Being an introvert and ambivalent about interacting, I often keep myself folded up when I’m out in the world. This also increases my sense of disconnection and loneliness, and yet I persist. However, sometimes I relax, and life beautifully unfolds.
I was at the motor vehicle department to apply for a REAL ID, which is the federally-approved driver’s license that will permit me to fly without carrying a passport. For this I needed several types of paperwork to confirm my identity; to provide proof of address, I brought a life insurance bill. When my number was called, the associate who helped me was first struck by my purple hair and commented how much she liked it. I get this a lot. I’ve been purple for six years, and it seems to delight other people as much as it does me.
Then she began looking at my papers. She asked me what the life insurance paper was, and I replied it was a bill for my life insurance. She paused and said, “I told my husband the other day we really need to get life insurance.” Then she stopped her work entirely and began telling me about her life. She has two adult children who moved back home and who don’t get along. She told me about the stress it created, and how she couldn’t afford the fee to file evictions on them (they won’t move out). I listened and empathized. I mentioned how I’d had a fight with my 12 year old daughter the day before, and how she’d said something utterly disrespectful. The associate sympathized. We talked about how difficult it is to parent. She continued to tell me how her husband and son nearly came to blows in a recent argument and advised me to nip insolent behavior in the bud. Somewhere in the conversation she began working on my license application as she spoke. When our transaction ended, I thanked her for sharing with me and wished her well, and she returned the sentiment.

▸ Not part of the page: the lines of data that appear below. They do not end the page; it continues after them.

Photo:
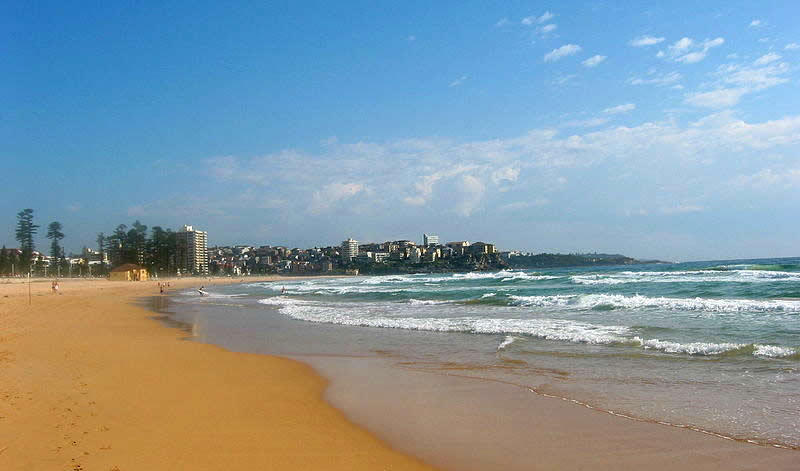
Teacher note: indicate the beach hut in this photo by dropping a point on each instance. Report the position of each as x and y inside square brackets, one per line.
[128, 272]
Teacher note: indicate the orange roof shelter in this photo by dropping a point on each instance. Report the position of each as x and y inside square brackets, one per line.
[128, 272]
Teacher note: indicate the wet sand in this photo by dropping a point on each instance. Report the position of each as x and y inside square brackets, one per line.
[89, 382]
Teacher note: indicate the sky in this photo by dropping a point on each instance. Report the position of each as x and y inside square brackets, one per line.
[664, 130]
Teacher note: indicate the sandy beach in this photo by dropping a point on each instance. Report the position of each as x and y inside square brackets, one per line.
[89, 381]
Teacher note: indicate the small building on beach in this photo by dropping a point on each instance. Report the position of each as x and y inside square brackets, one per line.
[128, 272]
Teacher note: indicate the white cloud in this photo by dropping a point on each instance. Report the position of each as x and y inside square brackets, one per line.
[722, 98]
[593, 61]
[546, 16]
[446, 175]
[471, 191]
[520, 205]
[544, 30]
[681, 45]
[586, 123]
[663, 79]
[692, 57]
[563, 80]
[457, 82]
[768, 179]
[529, 20]
[767, 58]
[735, 81]
[330, 195]
[505, 174]
[561, 52]
[682, 209]
[620, 108]
[645, 41]
[688, 51]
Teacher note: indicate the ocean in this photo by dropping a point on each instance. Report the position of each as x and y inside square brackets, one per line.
[710, 346]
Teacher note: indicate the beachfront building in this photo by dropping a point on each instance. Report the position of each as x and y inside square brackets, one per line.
[430, 239]
[192, 251]
[128, 272]
[349, 249]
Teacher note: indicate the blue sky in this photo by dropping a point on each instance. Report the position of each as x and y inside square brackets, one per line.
[655, 129]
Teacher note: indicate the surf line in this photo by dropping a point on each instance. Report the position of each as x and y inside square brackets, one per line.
[764, 443]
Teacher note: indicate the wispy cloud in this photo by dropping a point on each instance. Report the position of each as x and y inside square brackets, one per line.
[329, 196]
[546, 29]
[682, 209]
[688, 51]
[561, 52]
[767, 58]
[735, 81]
[593, 61]
[457, 82]
[544, 17]
[586, 123]
[655, 79]
[620, 108]
[722, 98]
[645, 41]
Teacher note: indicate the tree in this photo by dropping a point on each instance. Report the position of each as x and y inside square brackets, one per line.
[101, 240]
[4, 261]
[26, 229]
[54, 233]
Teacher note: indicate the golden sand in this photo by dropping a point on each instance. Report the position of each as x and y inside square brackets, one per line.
[89, 382]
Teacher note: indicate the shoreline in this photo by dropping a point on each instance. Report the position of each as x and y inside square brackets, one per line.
[89, 381]
[407, 404]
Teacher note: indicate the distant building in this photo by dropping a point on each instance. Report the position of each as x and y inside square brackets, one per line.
[128, 272]
[349, 249]
[430, 239]
[192, 251]
[482, 248]
[459, 247]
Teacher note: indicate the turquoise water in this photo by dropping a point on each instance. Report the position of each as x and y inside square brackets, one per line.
[709, 345]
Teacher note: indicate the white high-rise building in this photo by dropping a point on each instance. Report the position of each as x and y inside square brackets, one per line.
[192, 251]
[349, 249]
[430, 239]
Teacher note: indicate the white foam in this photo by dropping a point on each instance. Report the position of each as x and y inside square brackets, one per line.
[773, 351]
[590, 301]
[694, 348]
[506, 342]
[425, 302]
[551, 329]
[696, 276]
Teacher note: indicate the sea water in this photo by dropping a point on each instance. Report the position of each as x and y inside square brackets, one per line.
[713, 346]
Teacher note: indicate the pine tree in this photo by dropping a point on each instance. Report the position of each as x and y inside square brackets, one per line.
[26, 229]
[4, 261]
[54, 233]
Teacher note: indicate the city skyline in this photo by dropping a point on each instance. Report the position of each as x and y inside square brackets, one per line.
[555, 127]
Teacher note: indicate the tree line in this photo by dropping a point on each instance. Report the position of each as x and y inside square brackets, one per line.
[155, 250]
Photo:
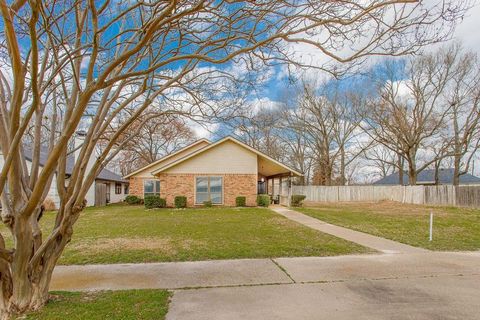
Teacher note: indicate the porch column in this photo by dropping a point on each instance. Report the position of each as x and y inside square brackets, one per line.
[289, 189]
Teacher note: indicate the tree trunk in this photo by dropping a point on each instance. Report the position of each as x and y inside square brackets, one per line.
[342, 167]
[400, 170]
[25, 280]
[456, 170]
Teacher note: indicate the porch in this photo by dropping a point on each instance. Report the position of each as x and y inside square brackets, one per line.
[275, 179]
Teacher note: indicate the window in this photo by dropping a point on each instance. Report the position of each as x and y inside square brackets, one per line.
[151, 188]
[209, 189]
[118, 188]
[108, 192]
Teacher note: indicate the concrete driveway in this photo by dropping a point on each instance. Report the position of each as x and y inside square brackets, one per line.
[408, 286]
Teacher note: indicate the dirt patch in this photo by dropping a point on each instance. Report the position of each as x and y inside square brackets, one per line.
[164, 244]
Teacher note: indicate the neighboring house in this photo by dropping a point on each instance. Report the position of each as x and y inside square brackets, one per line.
[113, 188]
[217, 172]
[427, 177]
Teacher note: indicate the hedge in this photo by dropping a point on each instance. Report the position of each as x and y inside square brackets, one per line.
[263, 200]
[131, 199]
[241, 201]
[297, 199]
[154, 202]
[180, 202]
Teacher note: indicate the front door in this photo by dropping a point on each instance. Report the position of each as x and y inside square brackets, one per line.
[261, 187]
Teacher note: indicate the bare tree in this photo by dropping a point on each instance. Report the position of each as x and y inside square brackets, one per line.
[155, 138]
[410, 113]
[463, 95]
[329, 120]
[115, 59]
[382, 160]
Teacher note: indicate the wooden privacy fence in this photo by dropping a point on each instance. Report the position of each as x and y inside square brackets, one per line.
[430, 195]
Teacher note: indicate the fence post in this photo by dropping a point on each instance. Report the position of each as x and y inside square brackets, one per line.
[430, 238]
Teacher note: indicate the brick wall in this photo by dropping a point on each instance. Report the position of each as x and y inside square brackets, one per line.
[136, 186]
[172, 185]
[234, 185]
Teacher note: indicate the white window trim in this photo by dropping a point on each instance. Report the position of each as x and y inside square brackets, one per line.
[208, 176]
[154, 187]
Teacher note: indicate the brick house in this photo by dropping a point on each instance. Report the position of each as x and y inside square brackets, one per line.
[217, 172]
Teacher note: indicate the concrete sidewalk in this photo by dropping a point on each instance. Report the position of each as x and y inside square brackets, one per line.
[390, 286]
[252, 272]
[364, 239]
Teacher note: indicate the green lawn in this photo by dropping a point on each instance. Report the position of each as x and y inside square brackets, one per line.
[454, 229]
[125, 305]
[131, 234]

I stepped into the next line to get my photo taken, but when it was my turn, my file wasn’t accessible. The associate had forgotten to close it; the photographer couldn’t proceed. The associate had gone to lunch and left her station. So I stepped aside while they searched for her. The staff was apologetic, and I said it really wasn’t a problem. As I waited, several other staff members passed by, and one woman said I was “rockin’ the purple hair!” and high-fived me. It was altogether a congenial experience. What surprised me was the connection outside the business at hand. I marvel at this, at the serendipity that arises when I am relaxed and receptive while out in the world. It changed the tone of my entire day for the better.